Tuesday, May 22, 2012 -
Independent United Nations torture expert Juan Mendez wound up his recent trip to Tajikistan with a call to end torture in the ex-Soviet Central Asian country.
Despite its introduction of a legal definition of torture and specifying penalties, the mistreatment of detainees in the country’s prisons and detention centers remains commonplace, the UN’s special envoy on torture said in a statement on Saturday.
He urged the country’s leadership to make a “sustained effort and commitment from the highest levels of authority and a clear pledge of ‘zero tolerance’ for torture in Tajikistan,” said the UN news release.
Much of the violence and torture was inflicted by law enforcement and prosecuting agencies to extract confessions from detainees.
But relatively light penalties for people convicted of torture indicated that the problem is not being treated seriously.
“If there is no recognition that there is a problem with mistreatment, whether systematic or not, mistreatment is not likely to go away.

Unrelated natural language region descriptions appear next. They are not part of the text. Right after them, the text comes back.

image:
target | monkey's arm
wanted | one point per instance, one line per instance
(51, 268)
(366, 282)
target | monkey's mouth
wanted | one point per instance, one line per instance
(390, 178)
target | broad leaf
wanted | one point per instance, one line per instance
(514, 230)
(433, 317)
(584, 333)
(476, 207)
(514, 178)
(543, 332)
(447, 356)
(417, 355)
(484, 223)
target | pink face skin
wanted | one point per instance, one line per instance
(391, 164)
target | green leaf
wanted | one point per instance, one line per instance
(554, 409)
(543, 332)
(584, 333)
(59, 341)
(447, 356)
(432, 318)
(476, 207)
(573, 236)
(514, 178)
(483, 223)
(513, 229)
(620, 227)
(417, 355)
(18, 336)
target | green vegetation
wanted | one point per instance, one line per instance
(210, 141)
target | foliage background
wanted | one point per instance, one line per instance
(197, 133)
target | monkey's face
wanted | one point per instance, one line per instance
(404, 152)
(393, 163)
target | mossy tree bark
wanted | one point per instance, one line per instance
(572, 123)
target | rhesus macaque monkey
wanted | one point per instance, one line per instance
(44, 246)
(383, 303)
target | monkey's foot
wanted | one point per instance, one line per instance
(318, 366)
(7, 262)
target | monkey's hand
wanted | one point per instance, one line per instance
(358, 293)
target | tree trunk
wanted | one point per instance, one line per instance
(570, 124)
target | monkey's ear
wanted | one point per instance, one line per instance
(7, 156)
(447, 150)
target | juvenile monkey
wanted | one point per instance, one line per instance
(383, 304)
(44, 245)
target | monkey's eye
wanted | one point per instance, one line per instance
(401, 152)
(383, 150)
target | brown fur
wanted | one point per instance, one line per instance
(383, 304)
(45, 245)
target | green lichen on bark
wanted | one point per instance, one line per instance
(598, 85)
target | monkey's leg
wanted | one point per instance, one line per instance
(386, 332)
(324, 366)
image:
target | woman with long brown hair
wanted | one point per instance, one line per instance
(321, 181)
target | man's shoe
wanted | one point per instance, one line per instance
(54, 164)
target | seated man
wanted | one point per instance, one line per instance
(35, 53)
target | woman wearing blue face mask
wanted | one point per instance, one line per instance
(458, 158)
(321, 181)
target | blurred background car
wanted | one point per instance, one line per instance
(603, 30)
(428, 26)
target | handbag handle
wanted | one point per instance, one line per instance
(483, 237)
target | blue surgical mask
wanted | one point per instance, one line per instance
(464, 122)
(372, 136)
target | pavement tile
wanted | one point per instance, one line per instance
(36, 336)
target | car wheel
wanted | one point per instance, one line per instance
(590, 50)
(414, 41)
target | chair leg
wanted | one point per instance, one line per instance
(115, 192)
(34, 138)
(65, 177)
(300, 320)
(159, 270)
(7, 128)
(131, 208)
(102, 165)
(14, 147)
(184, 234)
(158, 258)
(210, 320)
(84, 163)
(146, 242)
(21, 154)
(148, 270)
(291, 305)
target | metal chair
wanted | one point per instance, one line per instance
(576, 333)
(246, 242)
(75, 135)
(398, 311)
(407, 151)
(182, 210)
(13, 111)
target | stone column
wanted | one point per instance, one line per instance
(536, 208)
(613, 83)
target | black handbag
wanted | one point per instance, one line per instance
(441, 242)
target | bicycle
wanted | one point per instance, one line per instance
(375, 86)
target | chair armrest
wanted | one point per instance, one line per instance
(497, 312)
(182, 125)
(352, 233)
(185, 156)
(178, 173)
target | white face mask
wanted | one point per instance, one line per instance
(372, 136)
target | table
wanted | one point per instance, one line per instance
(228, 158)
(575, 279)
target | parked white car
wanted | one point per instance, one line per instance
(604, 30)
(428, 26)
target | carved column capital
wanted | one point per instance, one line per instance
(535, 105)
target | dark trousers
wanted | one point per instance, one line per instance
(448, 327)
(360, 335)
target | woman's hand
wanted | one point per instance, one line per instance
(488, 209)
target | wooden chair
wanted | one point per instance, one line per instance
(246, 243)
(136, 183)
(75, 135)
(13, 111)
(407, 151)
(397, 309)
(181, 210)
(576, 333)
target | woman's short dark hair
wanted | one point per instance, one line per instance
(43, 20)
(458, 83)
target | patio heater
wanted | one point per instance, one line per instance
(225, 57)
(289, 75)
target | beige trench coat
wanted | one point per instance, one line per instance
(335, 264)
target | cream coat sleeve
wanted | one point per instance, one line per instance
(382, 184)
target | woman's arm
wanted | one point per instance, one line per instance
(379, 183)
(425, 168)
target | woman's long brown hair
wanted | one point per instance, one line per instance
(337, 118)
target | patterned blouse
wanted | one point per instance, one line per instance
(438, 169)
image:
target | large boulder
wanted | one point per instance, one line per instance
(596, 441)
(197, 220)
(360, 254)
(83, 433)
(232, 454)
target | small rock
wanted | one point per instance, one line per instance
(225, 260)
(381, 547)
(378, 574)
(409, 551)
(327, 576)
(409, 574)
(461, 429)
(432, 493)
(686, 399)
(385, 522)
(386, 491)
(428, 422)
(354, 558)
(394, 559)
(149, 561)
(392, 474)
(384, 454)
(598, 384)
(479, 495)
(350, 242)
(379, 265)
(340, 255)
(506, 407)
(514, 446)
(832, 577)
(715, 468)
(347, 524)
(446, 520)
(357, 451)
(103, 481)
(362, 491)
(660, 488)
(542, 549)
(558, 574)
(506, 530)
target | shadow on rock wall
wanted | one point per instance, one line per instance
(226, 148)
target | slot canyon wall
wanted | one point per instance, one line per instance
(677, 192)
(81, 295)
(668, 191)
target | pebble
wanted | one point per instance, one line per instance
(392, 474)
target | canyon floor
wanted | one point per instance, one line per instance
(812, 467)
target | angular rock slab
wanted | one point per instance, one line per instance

On the contrary, it is likely to increase as soon as attention shifts to other matters,” Mendez said in the statement published on ohchr.org.
Mendez issued the report at the end of his nine-day mission to Tajikistan, his first to the country.
Despite the country’s appalling human rights record, U.S. and European leaders have tried to gain favor from the country’s strong-arm President Emomali Rahmon. The impoverished mountainous state has great strategic importance for NATO’s military operations in southern neighbor Afghanistan.